The mold determines the contours of a die cast part and affects its properties.
Excerpt from the Spotlight Metal March 2019 article by Isabell Page.
Die casting is a forming process for the mass production of, parts made from aluminum, magnesium, and their alloys. The casting process takes place in die casting machines which are divided in hot chamber and cold chamber die casting machines. The main difference is that in hot chamber casting machines the container with the molten metal is located inside the machine, while in the other case the container is placed outside the machine. In both types of machines, the molten metal is pressed from a casting chamber through one or more casting channels into the cavity of a permanent steel mold where it takes the shape of the die and solidifies. These die casting molds consist of two halves so the cast part can be removed from the mold. The feed-side mold half is mounted on a fixed plate on the rigid side of the die casting machine, while the ejector-side mold half is mounted on a movable plate placed on the other side. Before closing, the halves are sprayed with a release agent so that later the cast part can be easily released from the mold and the plates do not overheat. Depending on the size of cast parts, up to 300 casting cycles per hour can be carried out.
Extreme Loads
When the mold is closed, the melt is pressed into the mold under a pressure of up to 1,200 bar, achieving maximum mold filling speeds of 150 m/s (540 km/h) [1]. High closing and clamping forces are required to press the mold halves against each other and keep the molds closed: up to 8,000 kN (800 t) in hot chamber die casting machines and up to 45,000 kN (4,500 t) in cold chamber die casting machines. By using such high forces, large-sized cast parts can be manufactured.
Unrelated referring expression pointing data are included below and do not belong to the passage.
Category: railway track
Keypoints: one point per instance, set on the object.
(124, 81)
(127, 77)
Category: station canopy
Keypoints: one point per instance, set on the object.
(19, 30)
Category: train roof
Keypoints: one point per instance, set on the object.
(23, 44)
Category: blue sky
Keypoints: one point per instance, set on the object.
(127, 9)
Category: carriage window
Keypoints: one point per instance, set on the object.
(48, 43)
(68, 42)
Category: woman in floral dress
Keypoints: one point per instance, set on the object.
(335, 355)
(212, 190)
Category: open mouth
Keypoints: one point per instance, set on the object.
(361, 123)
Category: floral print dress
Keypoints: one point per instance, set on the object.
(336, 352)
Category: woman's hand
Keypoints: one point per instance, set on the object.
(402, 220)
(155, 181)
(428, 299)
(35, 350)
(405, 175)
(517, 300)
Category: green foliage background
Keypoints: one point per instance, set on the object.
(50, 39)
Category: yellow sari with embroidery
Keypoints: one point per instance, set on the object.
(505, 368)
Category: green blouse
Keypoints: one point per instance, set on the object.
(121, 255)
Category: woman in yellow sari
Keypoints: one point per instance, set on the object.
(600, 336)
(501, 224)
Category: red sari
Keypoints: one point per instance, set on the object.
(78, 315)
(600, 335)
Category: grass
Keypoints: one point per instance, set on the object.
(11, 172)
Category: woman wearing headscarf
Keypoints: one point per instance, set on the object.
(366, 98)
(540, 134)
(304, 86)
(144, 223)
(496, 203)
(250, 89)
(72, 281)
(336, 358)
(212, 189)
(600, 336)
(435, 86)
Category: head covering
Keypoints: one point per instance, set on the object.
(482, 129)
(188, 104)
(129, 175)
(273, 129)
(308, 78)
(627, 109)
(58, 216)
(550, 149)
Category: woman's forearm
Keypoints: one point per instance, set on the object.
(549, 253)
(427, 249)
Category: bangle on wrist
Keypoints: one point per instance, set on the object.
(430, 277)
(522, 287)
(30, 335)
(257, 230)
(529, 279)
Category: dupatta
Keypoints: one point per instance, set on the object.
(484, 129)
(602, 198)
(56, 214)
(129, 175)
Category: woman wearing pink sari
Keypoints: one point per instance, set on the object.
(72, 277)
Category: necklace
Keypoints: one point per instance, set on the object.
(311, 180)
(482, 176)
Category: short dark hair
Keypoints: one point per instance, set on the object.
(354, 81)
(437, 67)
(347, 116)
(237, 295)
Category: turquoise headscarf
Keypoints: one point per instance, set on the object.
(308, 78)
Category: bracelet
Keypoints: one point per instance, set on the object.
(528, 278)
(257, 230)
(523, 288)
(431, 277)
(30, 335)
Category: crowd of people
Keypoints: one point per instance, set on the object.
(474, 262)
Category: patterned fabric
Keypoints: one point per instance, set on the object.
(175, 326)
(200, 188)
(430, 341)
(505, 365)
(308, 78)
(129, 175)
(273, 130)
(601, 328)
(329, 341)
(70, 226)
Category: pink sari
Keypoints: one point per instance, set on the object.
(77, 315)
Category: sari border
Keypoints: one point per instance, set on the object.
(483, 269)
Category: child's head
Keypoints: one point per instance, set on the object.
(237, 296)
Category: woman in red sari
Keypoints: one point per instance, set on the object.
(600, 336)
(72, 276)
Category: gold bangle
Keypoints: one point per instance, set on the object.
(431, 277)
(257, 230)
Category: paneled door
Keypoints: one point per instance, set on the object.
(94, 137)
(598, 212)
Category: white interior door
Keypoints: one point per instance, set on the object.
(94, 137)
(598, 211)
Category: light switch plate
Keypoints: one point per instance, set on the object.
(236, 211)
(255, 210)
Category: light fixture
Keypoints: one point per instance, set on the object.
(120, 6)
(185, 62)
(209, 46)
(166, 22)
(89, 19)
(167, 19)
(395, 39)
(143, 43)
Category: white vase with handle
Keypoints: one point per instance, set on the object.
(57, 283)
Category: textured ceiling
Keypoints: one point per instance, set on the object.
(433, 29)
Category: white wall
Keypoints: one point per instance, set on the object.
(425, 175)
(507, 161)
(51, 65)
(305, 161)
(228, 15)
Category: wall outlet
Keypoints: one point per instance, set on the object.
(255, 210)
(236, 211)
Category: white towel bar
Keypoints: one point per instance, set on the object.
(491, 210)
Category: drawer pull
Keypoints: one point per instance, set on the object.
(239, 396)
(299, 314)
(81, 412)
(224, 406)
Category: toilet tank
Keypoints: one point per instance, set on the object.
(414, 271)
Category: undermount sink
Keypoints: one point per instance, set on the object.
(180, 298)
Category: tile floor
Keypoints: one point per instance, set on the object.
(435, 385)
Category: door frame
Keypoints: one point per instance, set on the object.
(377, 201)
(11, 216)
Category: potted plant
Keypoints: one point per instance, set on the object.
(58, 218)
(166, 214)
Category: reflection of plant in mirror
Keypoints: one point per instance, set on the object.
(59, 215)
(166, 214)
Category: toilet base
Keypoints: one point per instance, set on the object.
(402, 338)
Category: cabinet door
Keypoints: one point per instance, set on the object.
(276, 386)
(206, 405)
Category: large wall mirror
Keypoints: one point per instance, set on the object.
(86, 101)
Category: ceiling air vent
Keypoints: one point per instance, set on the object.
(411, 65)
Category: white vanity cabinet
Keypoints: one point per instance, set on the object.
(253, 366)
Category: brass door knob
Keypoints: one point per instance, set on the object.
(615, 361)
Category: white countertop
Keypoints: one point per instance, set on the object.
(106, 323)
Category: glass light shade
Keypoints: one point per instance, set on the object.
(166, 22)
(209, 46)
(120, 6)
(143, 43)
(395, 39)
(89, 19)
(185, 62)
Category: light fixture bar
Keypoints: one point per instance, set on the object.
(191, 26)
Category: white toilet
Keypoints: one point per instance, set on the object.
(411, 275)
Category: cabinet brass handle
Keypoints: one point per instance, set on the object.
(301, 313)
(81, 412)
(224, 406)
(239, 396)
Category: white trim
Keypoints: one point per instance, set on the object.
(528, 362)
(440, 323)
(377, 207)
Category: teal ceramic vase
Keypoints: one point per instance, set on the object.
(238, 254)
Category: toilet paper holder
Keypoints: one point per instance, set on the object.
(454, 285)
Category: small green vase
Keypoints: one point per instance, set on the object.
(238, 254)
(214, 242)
Concerning material and design, the molds that are used for this purpose must be designed in such a way that they can permanently withstand the loads related to the large melt quantities. When the metal has solidified, the mold halves open and the cast part is ejected by bolts or removed by a robot and conveyed for further processing.
High Performance Steels
A central issue regarding the die casting process is the mold. It determines the contours that have to be transferred to the cast part and should also enable the cast part to solidify as quickly as possible. In this way, the formation of a fine-grained microstructure is promoted, which is beneficial to the casting quality. In order to achieve optimal cooling, the molds are cooled in certain parts. Another effect is that the production time is shortened, which provides economic advantages. The design of die casting tools is described in the standard DIN 16760-1 [2]. The tools used in the die casting process are inevitably exposed to high thermal and mechanical loads and must be able to withstand them permanently. For example, molds for zinc die casting reach service lives of 500,000 to 2 million cycles. In order to achieve such performances, the die casting tools, which besides the above mentioned molds, include mold inserts, cores, slides and ejectors, are made of high-strength hot-work steels such as X40CrMoV5-1 (1.2344) or special materials, for example hard metals. Properties that play a very important role in these tools are high wear resistance, high ductility, high heat resistance, high hot tearing and hot wear resistance and good thermal conductivity. When choosing the materials, their technological properties, the design of the tools, their heat treatment and last but not least the complex interactions between the tools and the metal to be cast must be considered. For this purpose, the manufacturers and suppliers of the appropriate steels offer informative brochures and consulting services [3].